The pectoralis major (pec major) muscle lies at the front of the chest. It helps bring the arm forward (during a press up and bench press), brings the arm from the side towards the chest (during a shoulder dip) and rotates the upper arm inwards (internal rotation). As well as being a powerful muscle it is important in contributing to the appearance of the chest and upper arm.

Because of the power and structure of the muscle and the increased participation in sports involving weight lifting and training the frequency of pectoralis major (pec major) injuries has increased dramatically in recent years.


Anatomy

The pectoralis major muscle (pec major) is a fan shaped muscle that originates from the collarbone (clavicle) and from the breastbone (sternum). It then passes to the upper arm (humerus) where it attaches just in front of the Long Head Biceps (LHB) tendon as it passes down the arm from the shoulder.
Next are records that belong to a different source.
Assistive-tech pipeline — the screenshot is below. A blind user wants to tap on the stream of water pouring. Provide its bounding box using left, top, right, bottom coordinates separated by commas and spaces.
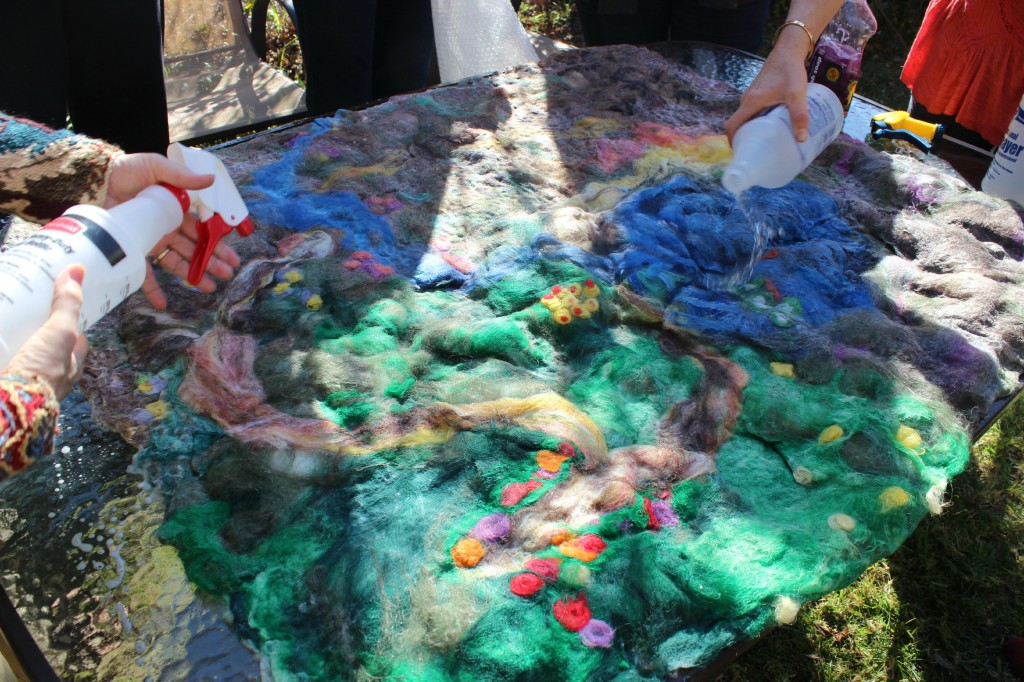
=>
707, 191, 779, 291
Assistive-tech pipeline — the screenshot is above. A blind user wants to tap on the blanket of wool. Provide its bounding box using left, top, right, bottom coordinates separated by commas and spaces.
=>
18, 47, 1024, 681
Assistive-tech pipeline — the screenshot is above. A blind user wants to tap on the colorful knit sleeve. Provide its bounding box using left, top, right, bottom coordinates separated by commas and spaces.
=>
0, 376, 60, 480
0, 113, 123, 222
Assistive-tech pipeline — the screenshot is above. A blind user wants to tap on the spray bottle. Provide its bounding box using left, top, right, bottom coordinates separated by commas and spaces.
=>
722, 83, 843, 197
0, 144, 253, 370
807, 0, 879, 116
981, 93, 1024, 205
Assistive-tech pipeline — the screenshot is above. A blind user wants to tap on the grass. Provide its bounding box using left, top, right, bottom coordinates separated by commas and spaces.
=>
251, 0, 1024, 682
719, 400, 1024, 682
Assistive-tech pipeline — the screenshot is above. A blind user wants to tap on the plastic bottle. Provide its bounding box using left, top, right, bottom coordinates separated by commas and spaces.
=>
0, 145, 252, 371
807, 0, 879, 115
722, 83, 843, 197
981, 91, 1024, 205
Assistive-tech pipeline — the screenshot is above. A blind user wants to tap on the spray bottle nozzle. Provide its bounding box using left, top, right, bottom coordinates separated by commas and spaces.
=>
188, 213, 254, 287
167, 143, 253, 286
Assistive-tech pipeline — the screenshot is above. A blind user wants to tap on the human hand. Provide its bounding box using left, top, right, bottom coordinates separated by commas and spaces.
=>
104, 154, 241, 310
3, 260, 89, 400
725, 31, 810, 143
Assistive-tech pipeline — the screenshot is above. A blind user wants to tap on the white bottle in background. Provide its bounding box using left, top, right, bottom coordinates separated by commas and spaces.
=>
722, 83, 843, 197
981, 93, 1024, 205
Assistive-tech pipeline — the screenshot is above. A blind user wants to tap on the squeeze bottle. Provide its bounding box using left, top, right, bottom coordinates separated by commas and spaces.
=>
0, 144, 253, 372
981, 93, 1024, 205
807, 0, 879, 116
722, 83, 843, 197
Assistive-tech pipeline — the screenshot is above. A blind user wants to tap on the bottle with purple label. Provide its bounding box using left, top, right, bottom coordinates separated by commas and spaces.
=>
807, 0, 879, 115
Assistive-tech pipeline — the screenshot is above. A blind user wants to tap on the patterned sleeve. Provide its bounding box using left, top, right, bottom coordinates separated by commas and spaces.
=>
0, 376, 60, 480
0, 113, 123, 222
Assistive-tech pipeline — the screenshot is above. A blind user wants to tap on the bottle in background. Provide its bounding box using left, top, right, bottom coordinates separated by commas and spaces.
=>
981, 93, 1024, 205
722, 83, 843, 197
807, 0, 879, 116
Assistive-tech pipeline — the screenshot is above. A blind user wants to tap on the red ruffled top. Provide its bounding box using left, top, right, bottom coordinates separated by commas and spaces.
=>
900, 0, 1024, 144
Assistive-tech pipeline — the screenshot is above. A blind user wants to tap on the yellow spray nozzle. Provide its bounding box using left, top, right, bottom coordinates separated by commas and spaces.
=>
871, 112, 943, 152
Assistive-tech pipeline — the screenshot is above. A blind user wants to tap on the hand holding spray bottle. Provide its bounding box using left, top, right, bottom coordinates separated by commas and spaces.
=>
0, 144, 253, 369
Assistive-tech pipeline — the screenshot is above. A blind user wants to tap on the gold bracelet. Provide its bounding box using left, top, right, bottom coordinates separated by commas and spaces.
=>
771, 19, 814, 61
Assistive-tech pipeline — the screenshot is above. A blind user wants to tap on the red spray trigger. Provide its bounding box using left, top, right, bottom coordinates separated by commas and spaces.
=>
188, 213, 254, 287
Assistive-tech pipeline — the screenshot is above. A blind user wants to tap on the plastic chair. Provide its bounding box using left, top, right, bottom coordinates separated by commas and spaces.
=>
164, 0, 306, 143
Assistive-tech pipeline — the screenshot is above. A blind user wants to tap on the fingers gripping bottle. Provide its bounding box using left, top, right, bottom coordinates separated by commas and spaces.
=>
722, 83, 843, 197
0, 144, 253, 371
807, 0, 879, 116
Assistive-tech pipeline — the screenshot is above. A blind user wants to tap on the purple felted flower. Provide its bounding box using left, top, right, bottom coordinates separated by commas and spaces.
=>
469, 512, 512, 543
580, 619, 615, 649
650, 500, 679, 526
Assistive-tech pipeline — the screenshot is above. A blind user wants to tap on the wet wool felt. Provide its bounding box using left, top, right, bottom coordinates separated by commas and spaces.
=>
56, 47, 1024, 680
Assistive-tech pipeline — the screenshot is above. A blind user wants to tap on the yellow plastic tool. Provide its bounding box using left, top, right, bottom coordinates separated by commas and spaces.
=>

The pectoralis major (pec major) has a number of heads or points of origin that converge to attach to the upper arm in 2 layers. Traditionally the muscle and its tendon were considered to twist to produce the dual layered insertion but more detailed anatomical studies suggest that the insertion pattern is produced by a layering of the tendon rather like the sticks or ribs of a Japanese hand fan.


Pectoralis muscle injury

Strains of the muscle in which the tendon attachment remains intact normally settle with conservative management in the form of rest, ice, rehabilitation, analgesics and anti-inflammatories. However, the tendon may tear or become detached from the arm bone (humerus).

Tears of the pectoralis major (pec major) muscle typically occur near the attachment of the tendon to the arm bone (humerus) and may be full thickness, affecting both layers of the attachment, or partial thickness, affecting only one layer. The tear may also be complete involving the full width of the tendon or incomplete effecting only a portion of the attachment. Once the attachment of the tendon is torn it will not reattach to the humerus itself and may require surgical re-attachment. Detachment of the origin of the pectoralis major (pec major) from the sternum is rare and does not typically require surgical treatment.


Cause

Tears of the pectoralis major (pec major) typically occur in active men aged 20 to 40 years. The tear is typically caused by an indirect injury to the arm. Typically it occurs during a forced contraction of the muscle during a sporting or weights related activity, such as a bench press (48% of all cases).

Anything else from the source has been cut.